誤信・迷信はこうして生まれる
2008.08.29 Fri
大半のヒトは、自分が平均以上の知能が高く、平均以上に公平であり、平均以下の偏見しか持たず、そして平均以上に車の運転がうまいと思っている。図々しいですねえ。でも、みんなそう思っています。なぜでしょう?
前回の情報分析本につづいて、今回も情報に関する本を読みました。人はなぜ迷信を信じてしまうのか、誤った情報に基づいて判断してしまうのかを、冷静に考察した本です。
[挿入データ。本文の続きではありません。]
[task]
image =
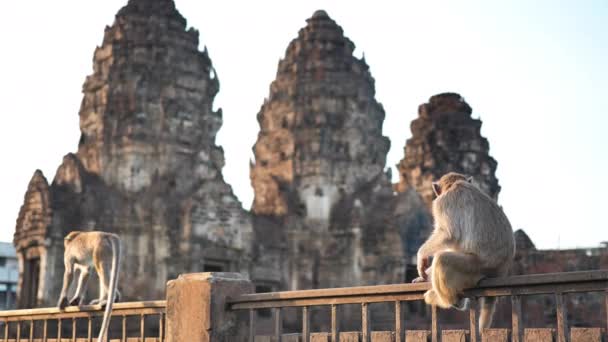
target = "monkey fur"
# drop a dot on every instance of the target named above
(472, 239)
(86, 250)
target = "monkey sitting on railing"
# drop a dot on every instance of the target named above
(472, 239)
(83, 251)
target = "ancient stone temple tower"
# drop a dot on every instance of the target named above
(319, 164)
(446, 138)
(147, 165)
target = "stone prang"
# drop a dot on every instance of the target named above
(147, 165)
(319, 165)
(446, 138)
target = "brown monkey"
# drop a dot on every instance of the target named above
(84, 250)
(472, 239)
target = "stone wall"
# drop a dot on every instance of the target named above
(318, 174)
(147, 166)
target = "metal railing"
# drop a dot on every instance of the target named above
(52, 324)
(514, 287)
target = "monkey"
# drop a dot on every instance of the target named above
(83, 251)
(472, 239)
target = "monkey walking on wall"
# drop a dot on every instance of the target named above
(472, 239)
(84, 250)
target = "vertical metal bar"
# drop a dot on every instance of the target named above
(606, 309)
(161, 327)
(364, 322)
(124, 328)
(305, 325)
(142, 327)
(251, 325)
(334, 323)
(278, 325)
(398, 327)
(517, 331)
(90, 329)
(435, 330)
(562, 318)
(473, 321)
(73, 329)
(31, 331)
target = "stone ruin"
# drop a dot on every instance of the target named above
(318, 174)
(445, 138)
(147, 166)
(325, 213)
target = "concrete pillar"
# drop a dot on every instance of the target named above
(197, 312)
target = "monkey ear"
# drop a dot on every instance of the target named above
(436, 188)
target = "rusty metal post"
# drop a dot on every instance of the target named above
(197, 310)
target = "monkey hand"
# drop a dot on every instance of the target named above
(419, 280)
(76, 301)
(63, 302)
(423, 265)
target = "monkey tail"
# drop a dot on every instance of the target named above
(487, 306)
(115, 241)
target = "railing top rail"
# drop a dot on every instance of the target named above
(556, 279)
(116, 308)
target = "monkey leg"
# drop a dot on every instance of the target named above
(452, 272)
(81, 288)
(67, 275)
(103, 272)
(487, 306)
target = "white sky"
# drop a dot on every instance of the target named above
(536, 73)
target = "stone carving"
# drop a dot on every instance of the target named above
(318, 174)
(147, 166)
(446, 138)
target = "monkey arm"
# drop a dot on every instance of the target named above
(436, 242)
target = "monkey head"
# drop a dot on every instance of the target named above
(448, 180)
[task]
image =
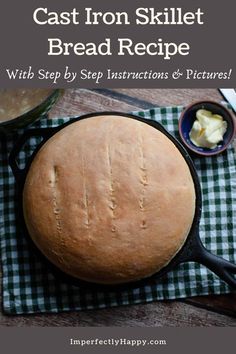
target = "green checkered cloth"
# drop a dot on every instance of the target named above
(29, 285)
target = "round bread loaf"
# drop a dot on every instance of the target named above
(109, 199)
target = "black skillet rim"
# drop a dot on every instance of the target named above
(184, 254)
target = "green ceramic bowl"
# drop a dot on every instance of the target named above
(33, 114)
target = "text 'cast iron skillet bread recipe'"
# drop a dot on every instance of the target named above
(112, 198)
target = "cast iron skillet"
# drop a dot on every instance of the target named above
(192, 250)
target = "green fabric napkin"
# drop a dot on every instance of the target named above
(29, 285)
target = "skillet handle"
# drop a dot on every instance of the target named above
(224, 269)
(44, 133)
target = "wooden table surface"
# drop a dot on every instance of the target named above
(197, 311)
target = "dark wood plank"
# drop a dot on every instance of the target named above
(172, 314)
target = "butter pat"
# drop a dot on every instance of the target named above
(208, 129)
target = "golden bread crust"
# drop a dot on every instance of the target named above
(109, 200)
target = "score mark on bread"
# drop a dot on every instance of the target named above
(109, 199)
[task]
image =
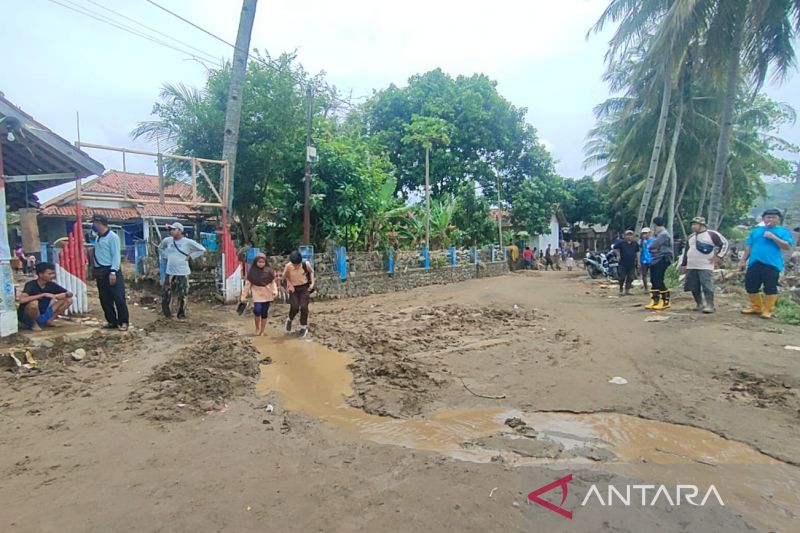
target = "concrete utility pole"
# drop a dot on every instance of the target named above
(233, 111)
(307, 195)
(427, 197)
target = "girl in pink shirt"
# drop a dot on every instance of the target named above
(261, 283)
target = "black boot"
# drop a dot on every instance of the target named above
(698, 299)
(165, 300)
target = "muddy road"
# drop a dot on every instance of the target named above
(438, 409)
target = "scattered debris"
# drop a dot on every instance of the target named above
(500, 397)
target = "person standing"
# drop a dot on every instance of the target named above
(527, 258)
(177, 250)
(704, 250)
(261, 284)
(298, 275)
(662, 255)
(645, 258)
(763, 260)
(19, 254)
(107, 263)
(570, 259)
(513, 255)
(548, 258)
(628, 256)
(42, 299)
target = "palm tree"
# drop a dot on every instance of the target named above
(747, 37)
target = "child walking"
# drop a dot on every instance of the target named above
(261, 283)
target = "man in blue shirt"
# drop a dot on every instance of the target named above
(763, 259)
(646, 258)
(107, 265)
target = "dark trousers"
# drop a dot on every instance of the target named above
(112, 300)
(760, 274)
(174, 287)
(657, 272)
(626, 276)
(298, 302)
(645, 272)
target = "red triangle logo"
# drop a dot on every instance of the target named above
(534, 496)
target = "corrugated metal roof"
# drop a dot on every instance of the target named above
(128, 187)
(37, 150)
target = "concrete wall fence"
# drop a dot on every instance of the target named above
(369, 272)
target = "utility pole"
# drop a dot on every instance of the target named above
(499, 213)
(307, 195)
(233, 111)
(427, 197)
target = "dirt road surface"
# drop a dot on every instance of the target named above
(437, 409)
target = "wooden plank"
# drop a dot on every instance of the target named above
(208, 180)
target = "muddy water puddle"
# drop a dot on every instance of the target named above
(314, 380)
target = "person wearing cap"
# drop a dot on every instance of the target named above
(662, 254)
(177, 249)
(645, 258)
(298, 281)
(628, 255)
(107, 270)
(763, 260)
(704, 250)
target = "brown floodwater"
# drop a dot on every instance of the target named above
(315, 380)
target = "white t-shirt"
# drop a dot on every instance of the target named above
(178, 252)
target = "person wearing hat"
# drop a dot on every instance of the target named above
(177, 249)
(763, 260)
(662, 254)
(628, 255)
(107, 269)
(645, 258)
(703, 252)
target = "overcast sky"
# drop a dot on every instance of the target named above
(57, 61)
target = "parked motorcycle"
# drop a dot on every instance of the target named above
(602, 264)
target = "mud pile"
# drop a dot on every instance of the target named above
(400, 354)
(202, 378)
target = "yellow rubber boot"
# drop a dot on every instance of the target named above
(770, 301)
(663, 302)
(653, 300)
(756, 308)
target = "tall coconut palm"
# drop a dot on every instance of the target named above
(743, 37)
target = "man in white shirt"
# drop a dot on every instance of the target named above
(703, 252)
(177, 250)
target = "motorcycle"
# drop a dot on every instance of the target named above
(602, 264)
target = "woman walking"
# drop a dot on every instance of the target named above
(261, 284)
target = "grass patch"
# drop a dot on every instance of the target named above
(787, 311)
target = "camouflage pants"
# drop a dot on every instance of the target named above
(175, 287)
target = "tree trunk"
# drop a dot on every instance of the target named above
(673, 189)
(723, 146)
(657, 144)
(668, 169)
(702, 203)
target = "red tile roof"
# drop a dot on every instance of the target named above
(69, 211)
(127, 187)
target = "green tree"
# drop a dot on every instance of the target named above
(585, 201)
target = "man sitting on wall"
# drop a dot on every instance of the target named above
(42, 299)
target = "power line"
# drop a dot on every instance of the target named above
(101, 18)
(122, 15)
(190, 23)
(267, 63)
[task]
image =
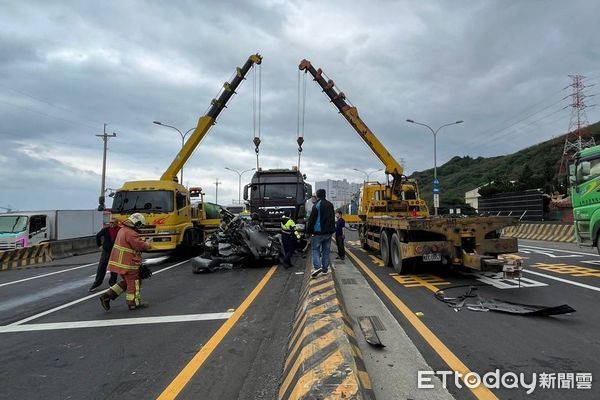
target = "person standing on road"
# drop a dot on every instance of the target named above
(105, 239)
(340, 223)
(321, 224)
(289, 238)
(125, 260)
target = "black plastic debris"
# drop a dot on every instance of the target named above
(474, 302)
(366, 325)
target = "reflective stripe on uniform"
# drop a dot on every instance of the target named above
(124, 266)
(117, 289)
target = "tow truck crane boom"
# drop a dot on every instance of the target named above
(206, 121)
(392, 167)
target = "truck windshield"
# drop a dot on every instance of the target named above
(594, 170)
(279, 192)
(13, 223)
(143, 200)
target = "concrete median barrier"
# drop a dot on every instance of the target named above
(542, 231)
(323, 359)
(46, 252)
(72, 247)
(25, 257)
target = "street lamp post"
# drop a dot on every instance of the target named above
(101, 199)
(368, 173)
(239, 181)
(435, 181)
(183, 135)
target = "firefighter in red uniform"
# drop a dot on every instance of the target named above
(125, 260)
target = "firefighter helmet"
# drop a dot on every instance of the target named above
(137, 219)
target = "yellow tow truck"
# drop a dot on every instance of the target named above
(173, 218)
(396, 222)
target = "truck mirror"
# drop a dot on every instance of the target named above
(585, 167)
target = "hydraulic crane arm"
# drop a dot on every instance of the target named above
(207, 121)
(392, 167)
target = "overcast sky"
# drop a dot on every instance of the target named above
(68, 67)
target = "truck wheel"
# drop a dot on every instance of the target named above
(384, 248)
(363, 238)
(396, 255)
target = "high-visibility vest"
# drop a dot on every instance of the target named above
(126, 254)
(289, 227)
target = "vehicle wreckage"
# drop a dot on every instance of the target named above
(237, 243)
「人間、この信じやすきもの」(著:T・ギロビッチ 新曜社)
まず、著者は、誤信の認知的要因について、
・何もないところに何かを見る(例:回帰の効果を過小評価してしまう)
・わずかなことからすべてを決める(例:仮説に合う情報だけを探そうとしてしまう)
・思い込みでものごとを決める(=期待や予想、先入観が新しい情報を解釈する際に影響を与える)
動機的要因については、
・自分が信じたいと望むことがらを、実際に信じてしまう
・良い話をしたいという欲求や要求が、他人に伝える情報の正確さを歪めてしまう
・社会的承認を過大視してしまう(自分自身と同じ考えを他人が持っていると過大視してしまう)
そのうえで、誤信の実例として、医学に基づかない全体論的健康法が信じられやすいことや、超能力信仰が社会に根強く残る理由などについても述べられています。
誤信の何が問題なのでしょうか? 信じたければ信じればいいのに、と思ってしまいますが、著者は「誤った推論や間違った信念を許容し続けることは、いつの間にかブレーキが聞かなくなる<危険な坂道>のようなもので、世の中を正しく見る能力をなくしてしまう危険がある。さらには、物事を批判的にみる能力をしっかりと育てておかないと、善意に基づくとは限らない多くの議論や警告に全くの無抵抗な状態となってしまう」。冷静であること、様々な角度から情報を検討すること、それに知性と健全な批判精神は大切なんですね。納得!